Another goal of writing the book is to have it read among the nursing, medical and social work communities, including students in those fields. The emphasis on respect and dignity runs throughout.
The foreword was written by author and former Big Stone Gap resident Adriana Trigiani, who writes: “Sister Kenny has served the beautiful Appalachian people with grace. This special servant of God, this humble and funny nun, is a dazzling light on the mountain.”
Kenny’s work takes a holistic approach to care, noting how all health is connected — physical, mental, emotional, financial, spiritual — and how one problem can create other problems but how one success can create other successes. She offers reflections and emphasizes the importance of nutrition, rest, exercise and stress relief in daily life in addition to overall health.
Kenny’s work has earned her many awards, including Catholic Extension’s Lumen Christi (“Light of Christ”) Award in 1998.
“That tells me to be the light of Christ, be the joy of Christ, be of service to people,” she said.
“Very often I hear people call upon Jesus to give them strength, and that strengthens my own faith,” she said. “But it doesn’t matter which church people attend, or if they go at all. We all have the same God.”
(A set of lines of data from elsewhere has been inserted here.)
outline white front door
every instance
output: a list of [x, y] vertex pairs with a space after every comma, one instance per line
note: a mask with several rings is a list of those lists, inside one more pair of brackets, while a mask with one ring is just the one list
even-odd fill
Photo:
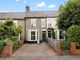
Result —
[[39, 43], [38, 30], [28, 30], [28, 41], [37, 41]]

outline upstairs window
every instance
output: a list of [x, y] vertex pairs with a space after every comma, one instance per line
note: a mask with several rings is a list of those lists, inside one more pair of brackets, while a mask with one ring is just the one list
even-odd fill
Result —
[[41, 19], [41, 27], [46, 27], [46, 19]]
[[36, 27], [36, 19], [31, 19], [31, 27]]

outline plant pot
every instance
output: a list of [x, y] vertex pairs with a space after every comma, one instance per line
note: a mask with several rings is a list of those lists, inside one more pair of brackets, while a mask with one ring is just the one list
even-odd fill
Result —
[[70, 50], [62, 50], [62, 55], [70, 55]]

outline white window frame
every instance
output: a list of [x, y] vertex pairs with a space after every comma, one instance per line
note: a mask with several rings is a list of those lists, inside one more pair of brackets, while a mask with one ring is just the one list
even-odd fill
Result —
[[41, 27], [46, 27], [46, 19], [41, 19]]
[[31, 26], [36, 27], [36, 19], [31, 19]]

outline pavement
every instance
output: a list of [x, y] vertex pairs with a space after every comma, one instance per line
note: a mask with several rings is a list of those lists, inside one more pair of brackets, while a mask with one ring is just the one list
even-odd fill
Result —
[[24, 44], [18, 51], [16, 51], [12, 56], [54, 56], [54, 50], [46, 43], [40, 44]]
[[12, 56], [0, 60], [80, 60], [79, 55], [58, 56], [47, 43], [24, 44]]

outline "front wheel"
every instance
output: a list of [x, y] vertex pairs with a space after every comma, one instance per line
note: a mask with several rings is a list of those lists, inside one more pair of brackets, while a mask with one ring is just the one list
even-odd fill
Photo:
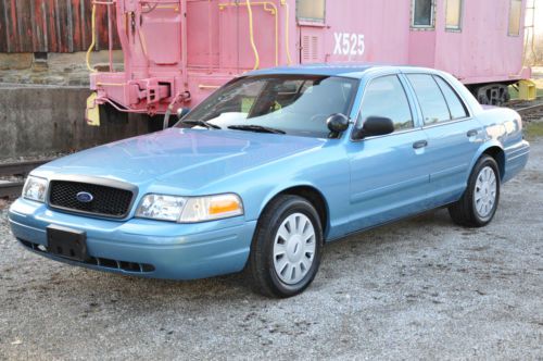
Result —
[[462, 198], [449, 207], [456, 224], [482, 227], [496, 213], [500, 201], [500, 171], [496, 161], [489, 155], [479, 159], [471, 172], [468, 187]]
[[323, 228], [304, 198], [280, 196], [261, 219], [251, 247], [249, 270], [257, 291], [272, 297], [302, 292], [315, 278], [323, 251]]

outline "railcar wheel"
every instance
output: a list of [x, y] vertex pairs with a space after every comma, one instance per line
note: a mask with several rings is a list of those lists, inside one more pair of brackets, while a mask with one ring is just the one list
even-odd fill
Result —
[[467, 227], [489, 224], [496, 213], [500, 186], [496, 161], [489, 155], [481, 157], [469, 176], [466, 191], [456, 203], [449, 207], [453, 221]]
[[255, 289], [270, 297], [302, 292], [315, 278], [323, 252], [323, 227], [304, 198], [280, 196], [261, 219], [251, 247], [249, 270]]

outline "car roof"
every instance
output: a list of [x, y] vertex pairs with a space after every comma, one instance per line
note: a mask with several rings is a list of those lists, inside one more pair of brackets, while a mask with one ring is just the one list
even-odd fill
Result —
[[328, 75], [328, 76], [345, 76], [353, 78], [362, 78], [372, 71], [420, 71], [427, 73], [435, 73], [435, 70], [419, 67], [419, 66], [404, 66], [404, 65], [390, 65], [390, 64], [369, 64], [369, 63], [326, 63], [326, 64], [306, 64], [306, 65], [291, 65], [291, 66], [277, 66], [264, 70], [257, 70], [247, 73], [245, 75], [281, 75], [281, 74], [301, 74], [301, 75]]

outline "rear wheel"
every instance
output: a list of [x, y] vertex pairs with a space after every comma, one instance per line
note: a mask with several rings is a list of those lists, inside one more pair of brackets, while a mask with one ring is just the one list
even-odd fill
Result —
[[256, 290], [291, 297], [315, 278], [323, 251], [323, 229], [315, 208], [304, 198], [280, 196], [261, 219], [253, 239], [249, 270]]
[[453, 221], [467, 227], [482, 227], [496, 213], [500, 201], [500, 171], [496, 161], [489, 155], [479, 159], [468, 187], [462, 198], [449, 207]]

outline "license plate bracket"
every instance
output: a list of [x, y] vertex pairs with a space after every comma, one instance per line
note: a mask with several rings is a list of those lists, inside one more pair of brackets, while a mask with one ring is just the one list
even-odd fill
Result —
[[47, 227], [47, 250], [49, 253], [85, 262], [87, 253], [87, 234], [83, 231], [50, 225]]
With recent health challenges of her own, she has retired from the Health Wagon but still works part time to maintain her nurse practitioner’s license. Several days a week she is at Appalachian Family Care, a low-cost health clinic at the Food City grocery store in nearby Vansant, run by a nurse, Frannie Minton, and her family, who also are Catholic.
Kenny and the clinic staff treat minor injuries and illnesses, prescribe and refill medications, provide exams, check blood pressure and blood sugar, administer flu shots and advice, refer people to other resources, and more. She sometimes even walks the grocery aisles with clients to help them choose affordable and healthful food.
A recent Medicaid expansion is helping many more people in the area, she said. A clinic in Clintwood named after Kenny is being built this year.
“We’re working to break the cycle of fatalism,” she said. “People see their neighbors improving, and they want to learn how their lives can improve, too.”
After so many years of building friendships, growing trust, offering service and education, Kenny said the area feels like home now.
Through it all, she said, God has been with her.
“There are ‘aha’ moments when I know that’s God, it’s not me,” she said. “I see supplies and medications show up in our cupboard after I was sure we didn’t have what we needed. I see people getting better after I thought they were going to die. That’s God at work.”
Adams writes for The Catholic Virginian, newspaper of the Diocese of Richmond.